Asymptotic rate of growth of a sum Consider $$\Phi_0(x) = \sum_{i=0}^{\infty} (1-x)^i,$$ where $x \in (0,1)$. As $x \rightarrow 0$, $\Phi_0(x)$ blows up as $\Theta(1/x)$. Similarly, consider $$ \Phi_1(x) = \sum_{i=0}^{\infty} i (1-x)^i.$$ As $x \rightarrow 0$, a direct calculation shows that $\Phi_1(x)$ blows up as $\Theta(1/x^2)$. What I am interested in is the sum
$$ \Phi_{1/2}(x) = \sum_{i=0}^{\infty} \sqrt{i} (1-x)^i.$$ My question is: how fast does $\Phi_{1/2}(x)$ blow up as $x \rightarrow 0$?
I suspect this is routine and easily solvable with some trick. In the case of $\Phi_0$ and $\Phi_1$, explicit expressions make the asymptotic rate of blowup easily calculable. I don't know a simple expression for $\Phi_{1/2}$.
 A: One trick that I like is to estimate the sum via integrals. The following is a rough informal outline, but you can formalize it via upper and lower bounds.
The basic idea is that roughly $\sum_{n=0}^{\infty} f(n)(1-x)^n \sim \int_0^{\infty} f(n)\exp(-n(-\log(1-x)))dn \sim \int_0^{\infty} f(n)\exp(-nx)dn$ for small $x$. One particularly nice aspect of this method is that you can use it for any nice enough $f(n)$.
In particular, for $f(n) = n^{\alpha},\,\alpha \geq 0$, the integral is $\frac{\Gamma(1+\alpha)}{x^{1+\alpha}}$.

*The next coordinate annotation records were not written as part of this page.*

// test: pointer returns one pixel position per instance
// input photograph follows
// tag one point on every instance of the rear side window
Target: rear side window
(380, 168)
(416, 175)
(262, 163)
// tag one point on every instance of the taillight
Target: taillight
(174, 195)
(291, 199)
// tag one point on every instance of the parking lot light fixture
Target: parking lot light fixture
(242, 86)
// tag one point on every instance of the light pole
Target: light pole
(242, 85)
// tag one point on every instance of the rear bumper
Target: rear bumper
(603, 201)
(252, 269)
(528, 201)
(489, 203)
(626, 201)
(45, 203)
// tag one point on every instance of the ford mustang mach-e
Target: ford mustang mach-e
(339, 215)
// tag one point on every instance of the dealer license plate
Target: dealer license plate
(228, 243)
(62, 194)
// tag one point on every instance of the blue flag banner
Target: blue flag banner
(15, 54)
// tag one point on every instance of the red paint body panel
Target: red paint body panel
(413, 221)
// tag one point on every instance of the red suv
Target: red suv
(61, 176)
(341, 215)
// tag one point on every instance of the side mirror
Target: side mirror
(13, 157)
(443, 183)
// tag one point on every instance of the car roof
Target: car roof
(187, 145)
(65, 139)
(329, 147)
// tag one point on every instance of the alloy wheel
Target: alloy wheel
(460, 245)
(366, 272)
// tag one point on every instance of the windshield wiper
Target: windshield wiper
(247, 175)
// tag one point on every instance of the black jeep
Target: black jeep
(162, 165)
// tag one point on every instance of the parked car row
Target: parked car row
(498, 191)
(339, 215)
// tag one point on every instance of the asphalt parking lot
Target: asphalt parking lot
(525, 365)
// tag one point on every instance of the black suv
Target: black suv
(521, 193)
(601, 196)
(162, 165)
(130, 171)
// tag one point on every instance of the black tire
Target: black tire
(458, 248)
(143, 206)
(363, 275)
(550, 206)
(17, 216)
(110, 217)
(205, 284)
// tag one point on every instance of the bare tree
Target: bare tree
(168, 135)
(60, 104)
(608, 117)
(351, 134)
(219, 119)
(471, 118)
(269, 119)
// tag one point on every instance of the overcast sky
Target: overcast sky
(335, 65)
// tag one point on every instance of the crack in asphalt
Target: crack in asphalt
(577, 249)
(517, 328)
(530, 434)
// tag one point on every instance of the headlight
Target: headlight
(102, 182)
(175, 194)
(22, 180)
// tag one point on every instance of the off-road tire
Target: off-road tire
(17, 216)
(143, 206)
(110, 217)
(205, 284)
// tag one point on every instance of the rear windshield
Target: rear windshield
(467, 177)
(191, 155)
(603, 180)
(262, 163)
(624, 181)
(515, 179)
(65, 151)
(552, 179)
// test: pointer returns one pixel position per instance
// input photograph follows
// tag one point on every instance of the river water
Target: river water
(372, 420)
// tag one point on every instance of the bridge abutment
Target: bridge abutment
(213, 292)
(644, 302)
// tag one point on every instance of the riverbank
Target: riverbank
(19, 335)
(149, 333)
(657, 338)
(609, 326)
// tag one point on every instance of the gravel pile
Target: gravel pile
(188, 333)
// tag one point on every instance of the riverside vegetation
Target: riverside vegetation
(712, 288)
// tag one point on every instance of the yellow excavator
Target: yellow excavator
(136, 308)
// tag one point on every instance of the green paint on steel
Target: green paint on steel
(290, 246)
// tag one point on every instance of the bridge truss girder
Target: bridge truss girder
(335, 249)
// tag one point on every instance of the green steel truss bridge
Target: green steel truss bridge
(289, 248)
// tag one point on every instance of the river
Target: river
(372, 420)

A: The Polylogarithm function is defined as
$$\text{Li}_s(z) = \sum_{k=1}^{\infty} \dfrac{z^k}{k^s}$$
Hence, $$\text{Li}_{-1/2}(z) = \sum_{k=1}^{\infty} \sqrt{k} z^k$$
Hence, the series you have is $\text{Li}_{-1/2}(1-x)$. And you also have that
$$\lim_{x \to 0} x^{3/2} \text{Li}_{-1/2}(1-x) = \dfrac{\sqrt{\pi}}2$$ i.e. as $x \to 0$ $$\text{Li}_{-1/2}(1-x) \sim \dfrac{\sqrt{\pi}}{2 x^{3/2}}$$
In general as $x \to 0$, we have
$$\text{Li}_{s}(1-x) \sim \dfrac{\Gamma(1-s)}{x^{1-s}}$$